The Ruins of Angkor
by Cecyl Holliday
A 1931 account of Angkor, "the city of mystery".
Publication: The Mid-Pacific Magazine, vol 41, issue 3, Honolulu
Published: March 1931
Language : English
A socialite and educator from Honolulu, Cecyl Holliday was not in any way a specialized archeologist or historian, yet her account on the ruins of Angkor accurately reflects the condition of the archeological site in the 1930s, and the state of contemporary historical research and hypotheses.
Among the author's indications of note:
- The rediscovery of Angkor in modern times is boldly attributed to Father Bouillevaux, "a French missionary who in 1850 trudged mile after mile through the jungle and stumbled upon a forsaken temple, the remains of a moat, an abandoned fortress, miles of ruins, a vanished civilization".
- Cecyl Holliday is aware of "the only written source on Angkor before its fall, the notebook of a Chinese envoy", obviously the relation by Zhou Daguan.
- She writes that "the Bayon is supposed to have been the royal treasury though as yet no treasury has been discovered."

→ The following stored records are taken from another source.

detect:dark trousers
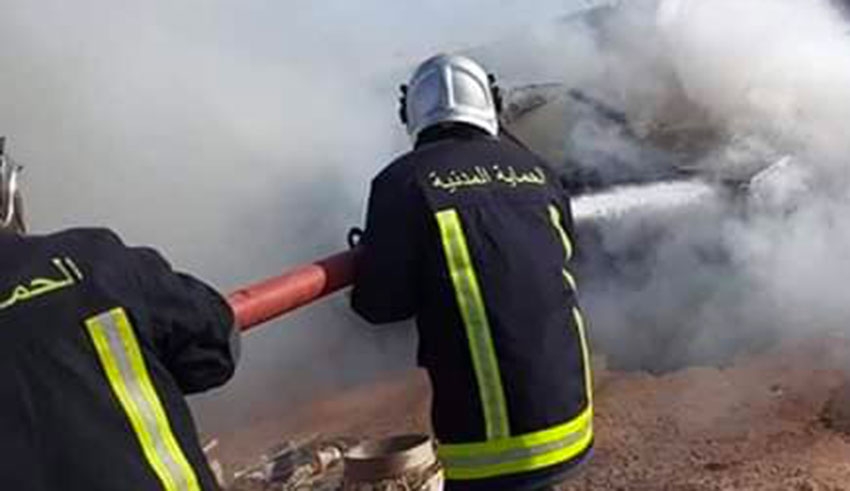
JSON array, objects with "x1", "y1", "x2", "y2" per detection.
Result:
[{"x1": 442, "y1": 447, "x2": 591, "y2": 491}]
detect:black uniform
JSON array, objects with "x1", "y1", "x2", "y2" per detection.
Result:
[
  {"x1": 352, "y1": 125, "x2": 593, "y2": 491},
  {"x1": 0, "y1": 228, "x2": 237, "y2": 491}
]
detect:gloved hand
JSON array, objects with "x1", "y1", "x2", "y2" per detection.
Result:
[{"x1": 345, "y1": 227, "x2": 363, "y2": 304}]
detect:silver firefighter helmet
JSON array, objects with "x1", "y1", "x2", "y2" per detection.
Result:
[
  {"x1": 401, "y1": 54, "x2": 500, "y2": 139},
  {"x1": 0, "y1": 137, "x2": 25, "y2": 234}
]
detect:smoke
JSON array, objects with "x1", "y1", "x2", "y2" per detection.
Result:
[
  {"x1": 705, "y1": 0, "x2": 850, "y2": 345},
  {"x1": 529, "y1": 0, "x2": 850, "y2": 371},
  {"x1": 4, "y1": 0, "x2": 849, "y2": 445},
  {"x1": 0, "y1": 0, "x2": 619, "y2": 436}
]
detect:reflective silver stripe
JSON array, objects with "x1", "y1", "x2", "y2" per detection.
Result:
[
  {"x1": 441, "y1": 419, "x2": 591, "y2": 469},
  {"x1": 438, "y1": 407, "x2": 593, "y2": 480},
  {"x1": 63, "y1": 257, "x2": 84, "y2": 280},
  {"x1": 86, "y1": 309, "x2": 200, "y2": 491}
]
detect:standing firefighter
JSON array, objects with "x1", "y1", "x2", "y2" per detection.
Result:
[
  {"x1": 351, "y1": 55, "x2": 593, "y2": 490},
  {"x1": 0, "y1": 138, "x2": 239, "y2": 491}
]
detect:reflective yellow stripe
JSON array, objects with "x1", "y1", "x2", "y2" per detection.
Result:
[
  {"x1": 562, "y1": 269, "x2": 578, "y2": 292},
  {"x1": 573, "y1": 307, "x2": 593, "y2": 406},
  {"x1": 436, "y1": 209, "x2": 510, "y2": 440},
  {"x1": 439, "y1": 407, "x2": 593, "y2": 480},
  {"x1": 549, "y1": 204, "x2": 578, "y2": 292},
  {"x1": 86, "y1": 308, "x2": 201, "y2": 491},
  {"x1": 547, "y1": 205, "x2": 573, "y2": 261},
  {"x1": 548, "y1": 204, "x2": 591, "y2": 403},
  {"x1": 435, "y1": 207, "x2": 594, "y2": 480}
]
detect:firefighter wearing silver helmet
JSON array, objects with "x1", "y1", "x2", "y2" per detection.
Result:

- Noting that all the Angkor building stones came from Phnom Kulen, "nineteen miles away", she assumes that this enormous amount could not possibly have been hauled on roads, and gives credit to an assumption popular at that time: the Angkorian site was originally located right on the shore of the Tonle Sap Lake, thus the stones were brought to the construction sites by barges.
(From The Mid-Pacific Magazine, 1926)
About the Author
Cecyl Holliday (who signed her contributions to The Mid-Pacific Magazine "Mlle. Cecyl Holliday") was a French teacher at Maui High -- the first English-speaking high-school in Honolulu, inaugurated in 1913 --, an interpreter and a trustee of the Pan-Pacific Union.
In 1926, she was awarded in Honolulu the Annamite Order of Kim Boi, a distinction honoring "ladies of special merit or exceptional services", from the Emperor of Annam. The decoration was presented to her by the Consul-General of France, Auguste Marques, for her contribution to the success of the first Pan-Pacific Food Conservation Conference.
She was invited to visit Indochina in 1929 and traveled to Angkor. Ten years earlier, Cecyl Holliday had composed the "Alma Mater" (school song) of Maui High, still sung by students nowadays during school ceremonies.